Nevertheless, with two April public hearings scheduled, a group of angry homeowners is mobilizing for what they expect to be a long, hard battle to save their homes.
The dispute is only the latest example of what is becoming a common problem in the crowded Southeast/Long Beach region, where officials are struggling to balance housing and commercial growth against the need to build more schools.
In the Long Beach Unified School District, for instance, a group of homeowners and tenants have filed suit to oppose an expansion of Wilson High School. The expansion, approved by the school board earlier this month, would uproot a four-acre section of housing in the Belmont Heights area.
And in Lynwood, the school district has met stiff opposition from business owners who oppose plans to condemn a 12-acre commercial site on Imperial Highway to make room for construction of a high school.
The Bell-Cudahy group, called Save Walnut, is named after Walnut Street, a cul-de-sac that would be consumed by the school site. The street, dubbed Weed Alley, has long been a problem area for police and city officials who complain that drug users and pushers congregate around a handful of run-down apartment complexes there.
"We going to fight this all the way if we have to," said Bell resident Nancy Glenn, who owns a small, two-bedroom home on Florence Avenue.
"You are taking the homes away from elderly and low-income people," Glenn continued. "They can't afford to move. It's really stressful for a lot of them to think about being uprooted."
The proposed school site is bounded by Florence Avenue, Wilcox Avenue, an extension of Crafton Avenue and Live Oak Street.

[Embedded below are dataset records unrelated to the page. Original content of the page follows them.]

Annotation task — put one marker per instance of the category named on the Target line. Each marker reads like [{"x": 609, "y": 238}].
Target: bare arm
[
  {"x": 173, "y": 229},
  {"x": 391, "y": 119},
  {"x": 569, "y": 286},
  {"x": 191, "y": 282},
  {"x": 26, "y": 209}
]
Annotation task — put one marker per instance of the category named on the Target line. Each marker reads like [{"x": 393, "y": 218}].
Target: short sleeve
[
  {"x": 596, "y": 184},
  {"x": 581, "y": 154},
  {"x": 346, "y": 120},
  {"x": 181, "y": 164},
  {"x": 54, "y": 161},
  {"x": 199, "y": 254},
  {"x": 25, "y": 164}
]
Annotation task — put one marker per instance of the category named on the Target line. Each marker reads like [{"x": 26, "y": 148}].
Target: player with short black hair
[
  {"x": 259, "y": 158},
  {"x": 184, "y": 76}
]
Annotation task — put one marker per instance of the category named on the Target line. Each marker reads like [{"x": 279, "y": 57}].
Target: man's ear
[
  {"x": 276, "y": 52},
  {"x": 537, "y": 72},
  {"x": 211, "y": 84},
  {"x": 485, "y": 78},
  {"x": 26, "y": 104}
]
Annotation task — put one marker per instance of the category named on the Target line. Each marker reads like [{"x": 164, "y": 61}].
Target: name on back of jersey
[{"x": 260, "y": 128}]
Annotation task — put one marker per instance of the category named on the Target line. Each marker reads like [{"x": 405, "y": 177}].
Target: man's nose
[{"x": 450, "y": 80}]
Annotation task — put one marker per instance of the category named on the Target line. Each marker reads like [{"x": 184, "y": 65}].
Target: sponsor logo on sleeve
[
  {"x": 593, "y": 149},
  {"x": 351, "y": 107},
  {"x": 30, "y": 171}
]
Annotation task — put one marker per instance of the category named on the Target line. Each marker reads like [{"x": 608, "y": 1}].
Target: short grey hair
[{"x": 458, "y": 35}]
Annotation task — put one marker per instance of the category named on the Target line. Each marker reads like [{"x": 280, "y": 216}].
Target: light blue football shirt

The plan also would eliminate a handful of Florence Avenue businesses, including two motels. The site would exclude, however, a 7-Eleven convenience store and a small garage-door-opener repair shop at the corner of Florence and Wilcox. Store owner Mark Phatipat has joined Save Walnut, saying that he could lose 30% of his business if customers living in the neighborhood are forced to move away.
The new school would be named the Walnut Street Elementary School.
Since early this month, Save Walnut members have gathered more than 300 signatures and presented them to the school board.
They also have distributed flyers to encourage tenants and other homeowners to attend a Bell-sponsored forum on April 10 and an school district-sponsored public hearing on April 18. Both meetings are scheduled to begin at 7:30 p.m. at the Bell Community Center.
Group leaders fear that the school board will ultimately seize the site under eminent domain law, which gives public agencies the authority to condemn private property and purchase it at a fair price if it is necessary to serve the public good.
"That gives us no choice," resident Maggie Dootson said. "My civil rights are being taken away from me."
But school and city officials argue that the school is urgently needed.
"You have to put the school somewhere," said Councilman George Cole, who added that he is nevertheless sympathetic to the homeowners.
"It's obvious we have to have more schoolroom space," Cole said. "It's going to have to take somebody's property somewhere. The question is how do we do it so it causes the least amount of disruption."
Board member Quezada, whose district includes Bell and Cudahy, agreed: "It is critical that we all work together." She added that "everyone will have their say" during the public hearings.
School district officials have been searching for a suitable elementary school site in Bell since 1986. The new school would replace Elizabeth Street Elementary School in Cudahy, which officials plan to convert to a junior high.